The future of construction at Stewart Beach remains in question after the Park Board of Trustees on Tuesday shot down a proposal to spend $42,000 designing mobile alternatives to replacing a beach-front pavilion.
The mobile units, which would include bathrooms, showers and retail space, came as a reaction to the Galveston City Council last year rebuffing the park board’s proposed $25 million pavilion at Stewart Beach.
These stations were meant to be a more cost-effective way of providing bathrooms and other amenities on the beach, Sheryl Rozier, a park board project manager, said.
“This is an offshoot of the discussions we’ve had at the city to have more mobile facilities to try to lessen the cost of hard infrastructure,” Rozier said.
But trustees balked at the $42,000 price, which would have been for design alone, and voted to task a park board committee with developing new recommendations.
Trustee Steven Creitz voted against this measure.
“It’s just too astronomical right now for something so amorphous,” Trustee Victor Viser said.
The trustees have already spent a lot of money on the next stages for Stewart Beach without anything being built, Viser said.
Before getting the thumbs down from the city council, the park board spent more than $500,000 on design for the proposed pavilion that would replace an aging facility at Stewart Beach, according to records.
Last year, the city and the park board decided to redirect efforts toward improving drainage at the beach, a problem that has long plagued the popular tourist spot.
The park board in December committed about $150,000 to correcting drainage problems, a cost that included some engineering for East Beach, according to records.

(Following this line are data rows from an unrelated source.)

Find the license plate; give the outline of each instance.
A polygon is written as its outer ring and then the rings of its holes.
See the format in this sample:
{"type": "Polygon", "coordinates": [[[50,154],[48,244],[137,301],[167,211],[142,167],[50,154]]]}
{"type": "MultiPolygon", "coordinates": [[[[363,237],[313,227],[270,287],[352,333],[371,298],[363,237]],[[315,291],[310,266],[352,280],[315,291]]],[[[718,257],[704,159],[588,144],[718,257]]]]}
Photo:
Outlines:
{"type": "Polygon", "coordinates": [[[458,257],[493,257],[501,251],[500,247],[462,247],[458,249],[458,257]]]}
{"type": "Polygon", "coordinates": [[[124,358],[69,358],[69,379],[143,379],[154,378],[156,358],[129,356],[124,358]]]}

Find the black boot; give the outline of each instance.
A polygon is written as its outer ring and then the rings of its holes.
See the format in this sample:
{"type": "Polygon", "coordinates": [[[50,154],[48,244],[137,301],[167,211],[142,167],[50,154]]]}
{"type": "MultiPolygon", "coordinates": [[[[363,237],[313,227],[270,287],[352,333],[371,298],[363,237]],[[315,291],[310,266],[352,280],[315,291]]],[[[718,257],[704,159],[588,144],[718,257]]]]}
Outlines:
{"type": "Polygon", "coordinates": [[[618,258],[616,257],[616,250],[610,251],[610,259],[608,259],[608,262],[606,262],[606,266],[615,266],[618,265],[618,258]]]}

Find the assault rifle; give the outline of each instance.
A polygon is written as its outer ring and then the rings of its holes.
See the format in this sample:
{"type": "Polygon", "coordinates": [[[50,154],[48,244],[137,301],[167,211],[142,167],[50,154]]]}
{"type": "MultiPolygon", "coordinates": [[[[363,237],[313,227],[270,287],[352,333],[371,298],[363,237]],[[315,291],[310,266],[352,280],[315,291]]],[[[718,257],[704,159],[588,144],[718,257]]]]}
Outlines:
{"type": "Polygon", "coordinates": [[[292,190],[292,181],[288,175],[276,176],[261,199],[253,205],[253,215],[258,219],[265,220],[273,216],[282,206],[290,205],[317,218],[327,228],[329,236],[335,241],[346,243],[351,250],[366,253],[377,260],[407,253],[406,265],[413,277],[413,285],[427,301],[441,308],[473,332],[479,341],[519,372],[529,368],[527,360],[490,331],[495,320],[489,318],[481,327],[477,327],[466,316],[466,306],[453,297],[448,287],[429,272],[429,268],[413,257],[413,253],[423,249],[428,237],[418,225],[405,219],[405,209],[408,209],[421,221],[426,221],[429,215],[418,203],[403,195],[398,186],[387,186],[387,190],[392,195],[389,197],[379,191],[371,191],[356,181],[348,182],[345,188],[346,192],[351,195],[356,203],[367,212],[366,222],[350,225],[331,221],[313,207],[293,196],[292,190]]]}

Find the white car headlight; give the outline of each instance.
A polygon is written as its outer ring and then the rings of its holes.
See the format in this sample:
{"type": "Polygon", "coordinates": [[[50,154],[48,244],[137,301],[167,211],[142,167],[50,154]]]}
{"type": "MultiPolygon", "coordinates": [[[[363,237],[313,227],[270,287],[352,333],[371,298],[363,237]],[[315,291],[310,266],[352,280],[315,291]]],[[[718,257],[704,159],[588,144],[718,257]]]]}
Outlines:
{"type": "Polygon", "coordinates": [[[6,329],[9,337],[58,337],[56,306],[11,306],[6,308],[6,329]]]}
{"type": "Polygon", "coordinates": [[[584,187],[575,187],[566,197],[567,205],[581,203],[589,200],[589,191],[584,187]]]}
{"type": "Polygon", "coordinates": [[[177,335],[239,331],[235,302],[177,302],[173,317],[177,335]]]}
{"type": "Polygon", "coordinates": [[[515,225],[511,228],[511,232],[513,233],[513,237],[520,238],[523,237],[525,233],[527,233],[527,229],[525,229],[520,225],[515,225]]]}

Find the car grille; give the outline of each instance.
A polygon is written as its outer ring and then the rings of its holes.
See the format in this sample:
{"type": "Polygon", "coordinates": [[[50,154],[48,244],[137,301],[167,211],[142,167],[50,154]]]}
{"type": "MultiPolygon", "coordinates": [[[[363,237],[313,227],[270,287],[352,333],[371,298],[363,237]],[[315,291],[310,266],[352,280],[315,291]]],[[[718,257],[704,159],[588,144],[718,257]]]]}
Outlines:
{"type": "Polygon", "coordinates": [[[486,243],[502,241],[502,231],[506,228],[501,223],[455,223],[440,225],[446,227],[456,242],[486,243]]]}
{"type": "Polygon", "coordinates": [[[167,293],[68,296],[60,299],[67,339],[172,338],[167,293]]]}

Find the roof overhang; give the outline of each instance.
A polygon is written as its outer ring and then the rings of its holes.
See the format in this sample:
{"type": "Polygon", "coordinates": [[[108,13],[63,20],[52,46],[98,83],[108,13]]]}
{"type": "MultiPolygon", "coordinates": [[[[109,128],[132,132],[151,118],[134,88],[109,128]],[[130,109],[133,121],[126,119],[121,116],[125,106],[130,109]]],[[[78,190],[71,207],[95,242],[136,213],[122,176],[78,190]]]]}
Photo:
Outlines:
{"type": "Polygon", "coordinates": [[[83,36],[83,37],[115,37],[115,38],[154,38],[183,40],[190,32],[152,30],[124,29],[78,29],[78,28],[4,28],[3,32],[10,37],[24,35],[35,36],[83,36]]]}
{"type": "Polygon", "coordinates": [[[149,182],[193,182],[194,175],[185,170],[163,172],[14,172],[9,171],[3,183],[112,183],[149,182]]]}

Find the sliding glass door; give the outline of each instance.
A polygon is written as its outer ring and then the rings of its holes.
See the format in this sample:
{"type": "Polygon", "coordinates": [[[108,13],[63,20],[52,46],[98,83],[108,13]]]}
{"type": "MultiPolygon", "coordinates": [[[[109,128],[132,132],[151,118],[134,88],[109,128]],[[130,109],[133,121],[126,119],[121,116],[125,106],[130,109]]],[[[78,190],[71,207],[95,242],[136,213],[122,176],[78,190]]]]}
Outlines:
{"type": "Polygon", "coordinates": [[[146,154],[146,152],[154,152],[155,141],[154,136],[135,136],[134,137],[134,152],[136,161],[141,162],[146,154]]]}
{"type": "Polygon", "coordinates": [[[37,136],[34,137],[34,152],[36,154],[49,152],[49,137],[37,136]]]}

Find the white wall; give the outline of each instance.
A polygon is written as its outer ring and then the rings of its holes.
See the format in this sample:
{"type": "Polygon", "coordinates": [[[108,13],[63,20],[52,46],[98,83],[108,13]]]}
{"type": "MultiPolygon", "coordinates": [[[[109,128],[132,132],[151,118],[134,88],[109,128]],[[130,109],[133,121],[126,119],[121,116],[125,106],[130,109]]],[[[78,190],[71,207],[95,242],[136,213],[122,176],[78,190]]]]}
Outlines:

Both the city council and park board trustees last year expressed interest in exploring the feasibility of mobile stations that could be moved from beach to beach and stored in the off season.
The proposed $42,000 for the mobile stations isn’t too much for high-quality products that create a more high-end perception of Galveston, Creitz said.
“As long as we have Port-a-Potties set up, that’s what the perception is going to be,” Creitz said. “I battle with people in Houston about the perception in Galveston all the time.”
The cost of one of the mobile units could run about $200,000, although that number is rough and not specific to Galveston, Rozier said.
That’s not as much as quotes other vendors were giving for mobile stations on the beach, Executive Director Kelly de Schaun said.
“They couldn’t commit to it and the price was astronomical,” de Schaun said.
But the park board shouldn’t be focusing on amenities, Trustee Jason Worthen said. Instead, it needs to focus on fixing the current pavilion, which houses important offices and facilities used by park board staff and beach patrol, he said.
“The pavilion is falling down right now,” Worthen said. “If the pavilion does fall down, we have all these great amenities, but we have no office.”
Now, a park board committee will conduct more research on the future of Stewart Beach and prepare different recommendations for potential buildings.